Fig. 3 (a) Stacked UV-vis spectra and (b) DLS of RCNDs in alkaline solution at pH = 12 (blue line), RCNDs in water (black line) and RCND–TEG–FA in water (red line); (c) the FL spectra of RCND (25 μg mL⁻¹) and RCND–TEG–FA (25 μg mL⁻¹ of RCNDs) in water; (d) plotting the fluorescence intensity of DHR123 at 525 nm in the presence of RCNDs (25 μg mL⁻¹) and RCND–TEG–FA (25 μg mL⁻¹ of RCNDs) upon 660 nm laser irradiation (0.1 W cm⁻²) with time; (e) scheme of the covalent functionalization of carbon nanodot aggregates.

2.3. Fluorescence detection and ROS generation

With RCND–TEG–FA in hand, we decided to investigate their fluorescence emission for cell imaging and their ROS production. Fig. 3c displays the fluorescence spectra of RCNDs and RCND–TEG–FA aqueous solutions. Both samples exhibited a wide range emission spectrum from 500 to 800 nm with a strong peak at 640 nm (excitation: 485 nm). However, RCND–TEG–FA showed a remarkably stronger fluorescence emission, being ∼6-fold higher than that of RCNDs in water (at 25 μg mL⁻¹). Furthermore, the fluorescence quantum yield of RCNDs was measured using a spectrometer attached to an integrating sphere and corresponded to 0.4% in water, while the fluorescence quantum yield of RCND–TEG–FA increased to 1%. This quantum yield is higher than that of Se-doped CDs (0.2%) and CD nanoparticles (0.15%) prepared from polythiophene derivatives.^50,51 Although recently reported F-doped carbon dots were endowed with a high fluorescence quantum yield,⁵² the low quantum yield of our RCNDs does not prevent their use for biomedical applications, including fluorescence imaging.^51,52 This enhancement of RCND fluorescence is clearly due to the presence of the FA ligand preventing RCND aggregation and improving the solubility. These results clearly indicate that the chemical functionalization of the RCNDs improved their fluorescence properties. The enhanced fluorescence intensity could make RCND–TEG–FA useful for cell imaging.

Then, we focused our attention on the generation of ROS by RCND–TEG–FA. ROS were measured by using dihydrorhodamine 123 (DHR123) as the indicator (Fig. S4, ESI†). This non-fluorescent dye becomes rhodamine 123 with a high red emission upon reaction with ROS. The aqueous solution containing RCND–TEG–FA (25 μg mL⁻¹) showed an increase of the fluorescence intensity at 530 nm upon exposure to a 660 nm low power laser (0.1 W cm⁻²) at different irradiation times, which was not the case with RCNDs (Fig. 3d). The remarkable fluorescence intensity was ∼40-fold higher than that generated by the same concentration of pristine RCNDs. As a control, the exposure of an aqueous solution of DHR123 to a 660 nm laser did not induce obvious fluorescence changes, indicating fast and efficient ROS generation by RCND–TEG–FA. This notable increase of the ROS generation can be ascribed to the higher quantum yield of the functionalized material compared to pristine RCNDs. Altogether, these results reveal that controlled functionalization of FA ligands is an effective strategy to prevent the aggregation of nanodots, leading to a superior colloidal stability, enhanced luminescence and ROS generation (Fig. 3e).

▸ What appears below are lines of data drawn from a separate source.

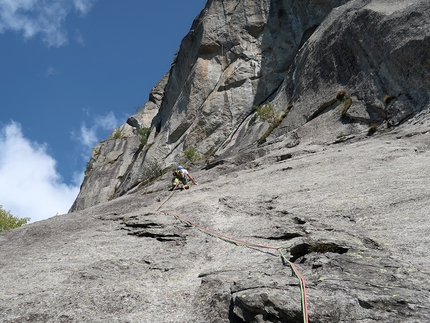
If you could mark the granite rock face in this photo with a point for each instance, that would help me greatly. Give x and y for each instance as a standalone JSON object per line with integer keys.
{"x": 353, "y": 217}
{"x": 329, "y": 69}
{"x": 311, "y": 122}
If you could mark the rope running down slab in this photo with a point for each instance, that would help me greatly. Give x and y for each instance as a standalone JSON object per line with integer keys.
{"x": 304, "y": 303}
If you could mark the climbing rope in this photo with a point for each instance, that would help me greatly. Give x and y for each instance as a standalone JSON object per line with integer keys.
{"x": 304, "y": 303}
{"x": 166, "y": 199}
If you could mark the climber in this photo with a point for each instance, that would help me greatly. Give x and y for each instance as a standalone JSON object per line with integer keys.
{"x": 180, "y": 178}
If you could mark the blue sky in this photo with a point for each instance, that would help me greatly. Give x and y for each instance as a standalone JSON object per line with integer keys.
{"x": 70, "y": 72}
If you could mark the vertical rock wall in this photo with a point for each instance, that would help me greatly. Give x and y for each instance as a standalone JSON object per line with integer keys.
{"x": 330, "y": 68}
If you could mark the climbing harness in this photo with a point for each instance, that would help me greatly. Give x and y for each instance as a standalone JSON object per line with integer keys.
{"x": 296, "y": 273}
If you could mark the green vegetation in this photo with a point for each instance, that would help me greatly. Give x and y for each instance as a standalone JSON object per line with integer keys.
{"x": 191, "y": 155}
{"x": 143, "y": 135}
{"x": 88, "y": 168}
{"x": 8, "y": 221}
{"x": 267, "y": 113}
{"x": 117, "y": 134}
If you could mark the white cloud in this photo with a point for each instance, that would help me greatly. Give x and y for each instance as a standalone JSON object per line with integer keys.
{"x": 44, "y": 17}
{"x": 29, "y": 184}
{"x": 88, "y": 137}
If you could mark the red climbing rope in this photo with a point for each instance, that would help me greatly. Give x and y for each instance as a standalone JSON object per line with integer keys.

To investigate the mechanism of ROS generation, we used thiourea and glutathione (GSH) as inhibitors of ˙OH and O₂˙⁻, respectively.^53–55 As shown in Fig. S5 (ESI†) neither thiourea nor GSH were able to inhibit DHR123 oxidation. These results suggest that the hydroxyl radical and the superoxide were not generated during the photo-irradiation of RCND–TEG–FA. Moreover, in de-aerated solution, RCND–TEG–FA are also not able to generate ROS indicating that DHR123 oxidation is mediated by O₂ radical formation. Radical oxygen formation (¹O₂) was evaluated using the specific probe 9,10-anthracenediyl-bis dimalonic acid (ABDA) (Fig. 4 and Fig. S6, ESI†). RCND–TEG–FA were able to efficiently oxidize ABDA after laser irradiation. The singlet oxygen quantum yield was further calculated in water by using methylene blue as the standard photosensitizer (¹O₂ quantum yield Φ_MB = 0.52 in water) and corresponded to 0.40 (Fig. S7, ESI†).^56,57 The yield is similar to the recently reported CD nanopheres (0.45).⁵⁸ An inhibition test irradiating RCND–TEG–FA in the presence of NaN₃ as a singlet oxygen inhibitor was also performed (Fig. 4c and d). Negligible ABDA oxidation was recorded in the presence of the inhibitor. The ABDA oxidation mechanism is normally triggered by singlet oxygen (via an energy transfer mechanism) or superoxide (via a charge transfer mechanism).⁵⁹ As NaN₃ quenches only singlet oxygen, the results suggest that only ¹O₂ is formed during the irradiation, while superoxide is again absent, confirming the data described above using GSH inhibitor. Singlet oxygen is commonly produced via type 2 photosensitizers through an energy transfer mechanism. In our case, we used a radical trap (ABDA) well-known to be specific for singlet oxygen detection. The mechanism can be ascribed to the energy transfer as described by other type 2 photosensitizers. From these results we can conclude that ¹O₂ is generated via the typical energy transfer mechanism between the triplet state of RCND–TEG–FA and ³O₂ that is excited to its singlet state.²²

Fig. 4 Singlet oxygen characterization. Time-dependent absorbance of the ABDA in different conditions. (a) Blank; (b) RCND–TEG–FA (25 μg mL⁻¹), insert image to show the peak at 400 nm; (c) RCND–TEG–FA with adding 5 mg NaN₃; (d) normalized absorbance of ABDA at 400 nm in the presence of RCND–TEG–FA under different conditions.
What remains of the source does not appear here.